Juan Manuel Santos Copyright de l’image Getty Images
Image caption Juan Manuel Santos, lors d'une réunion bilatérale avec Barack Obama, en septembre 2016, à New York.

Juan Manuel Santos a été récompensé du prix Nobel de la paix pour avoir conclu avec la guérilla marxiste des Forces armées révolutionnaires de Colombie (Farc) un accord mettant fin à un conflit de plus de 50 ans.

Le lauréat s'est évertué à mettre fin à un demi-siècle de guerre fratricide.

Lors d'un référendum organisé dimanche dernier, l'accord qu'il a signé avec les Farc a été rejeté par les Colombiens, qui le jugent trop favorable aux guérilleros.

Juan Manuel Santos, 65 ans, est issu d'une famille de la haute société de Bogota.

Ce journaliste a remporté le prix du roi d'Espagne pour ses chroniques sur la révolution sandiniste au Nicaragua.

Il a débuté sa carrière politique en 1991.

Admirateur de Winston Churchill, Franklin Delano Roosevelt et Nelson Mandela, Juan Manuel Santos est un passionné de lecture et de cinéma.

"Le fait qu'une majorité des votants ait dit non à l'accord de paix ne signifie pas nécessairement que le processus de paix est mort", a fait valoir la présidente du comité chargé d'attribuer le prix Nobel de la paix, Kaci Kullmann Five.

"Un leadership courageux"

"Je continuerai à rechercher la paix jusqu'à la dernière minute de mon mandat parce que c'est le chemin à suivre pour laisser un pays meilleur à nos enfants", a déclaré le chef de l'Etat colombien, dimanche, après le rejet de l'accord signé avec les Farc.

"Le président a fait preuve d'un leadership courageux. Courageux car il a préféré la paix à l'inertie de la guerre", a souligné en début de semaine Humberto de la Calle, le chef des négociateurs avec les Farc.
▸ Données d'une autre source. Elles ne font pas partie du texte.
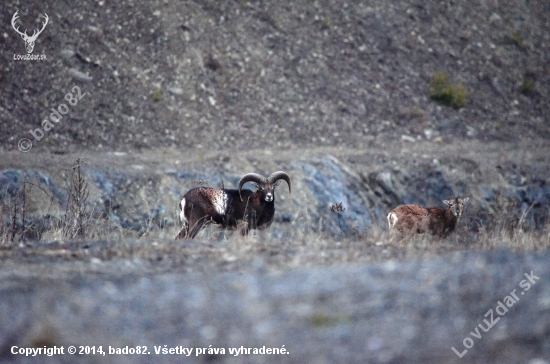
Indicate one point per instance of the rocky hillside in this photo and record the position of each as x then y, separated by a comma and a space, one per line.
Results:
234, 75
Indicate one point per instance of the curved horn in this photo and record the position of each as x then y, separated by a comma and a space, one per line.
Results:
275, 176
251, 177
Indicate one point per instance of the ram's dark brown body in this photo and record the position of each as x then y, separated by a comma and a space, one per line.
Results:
231, 209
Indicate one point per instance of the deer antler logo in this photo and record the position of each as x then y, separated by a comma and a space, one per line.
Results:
29, 41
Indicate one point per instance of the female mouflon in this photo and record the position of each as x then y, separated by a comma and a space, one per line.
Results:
413, 219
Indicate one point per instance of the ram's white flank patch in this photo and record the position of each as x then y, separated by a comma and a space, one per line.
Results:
182, 210
392, 219
220, 202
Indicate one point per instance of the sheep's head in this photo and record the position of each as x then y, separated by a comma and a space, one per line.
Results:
456, 205
266, 186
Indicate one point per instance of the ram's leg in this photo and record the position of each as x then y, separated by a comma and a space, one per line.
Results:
243, 227
195, 226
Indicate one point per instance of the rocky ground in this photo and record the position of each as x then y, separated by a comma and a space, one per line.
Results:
337, 94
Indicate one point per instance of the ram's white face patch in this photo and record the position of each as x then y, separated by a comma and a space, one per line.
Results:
220, 202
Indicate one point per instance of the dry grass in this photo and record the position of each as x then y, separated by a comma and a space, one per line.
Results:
216, 250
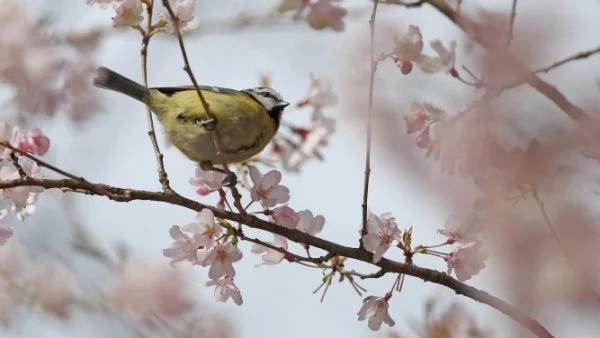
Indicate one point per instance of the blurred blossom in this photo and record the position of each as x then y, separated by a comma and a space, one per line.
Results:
466, 261
442, 63
267, 189
460, 228
185, 11
53, 289
221, 258
207, 181
129, 13
375, 309
33, 63
324, 14
271, 256
5, 231
381, 232
35, 142
225, 288
148, 290
286, 216
310, 224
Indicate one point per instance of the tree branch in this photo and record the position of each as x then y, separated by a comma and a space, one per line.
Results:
373, 68
334, 249
475, 33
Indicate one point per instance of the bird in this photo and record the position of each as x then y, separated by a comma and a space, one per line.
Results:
245, 121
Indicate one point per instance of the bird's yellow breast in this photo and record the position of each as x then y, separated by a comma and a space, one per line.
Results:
243, 125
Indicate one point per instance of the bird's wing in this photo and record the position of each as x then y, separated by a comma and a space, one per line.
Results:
172, 90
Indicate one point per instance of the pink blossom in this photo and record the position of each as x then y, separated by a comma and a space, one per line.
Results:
10, 134
185, 11
207, 181
376, 310
325, 14
225, 288
35, 142
270, 256
442, 63
417, 119
381, 232
407, 48
466, 261
221, 258
149, 290
310, 224
267, 189
286, 216
20, 196
460, 229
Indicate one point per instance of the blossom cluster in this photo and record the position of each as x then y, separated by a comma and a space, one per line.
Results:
130, 13
205, 243
47, 72
15, 166
320, 14
293, 154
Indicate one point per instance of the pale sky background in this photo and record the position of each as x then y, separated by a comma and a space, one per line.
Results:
278, 302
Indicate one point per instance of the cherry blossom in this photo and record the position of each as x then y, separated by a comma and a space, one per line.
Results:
129, 13
221, 258
286, 216
375, 309
35, 142
325, 14
460, 228
417, 119
185, 11
207, 181
271, 256
148, 289
267, 189
466, 261
381, 232
225, 288
310, 224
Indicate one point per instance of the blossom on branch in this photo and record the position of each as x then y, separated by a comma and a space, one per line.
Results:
184, 10
267, 189
310, 224
286, 216
382, 231
375, 309
466, 261
225, 288
221, 258
271, 256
L'accord historique signé avec les guérilleros est le résultat de près de quatre années de pourparlers délocalisés à Cuba, avec la plus ancienne et plus importante guérilla du pays.

Cet accord signé à La Havane le 24 août a été salué par la communauté internationale.

La confrontation entre guérillas d'extrême gauche, les paramilitaires d'extrême droite et les forces armées colombiennes a fait plus de 260 000 morts, 45 000 disparus et 6,9 millions de déplacés.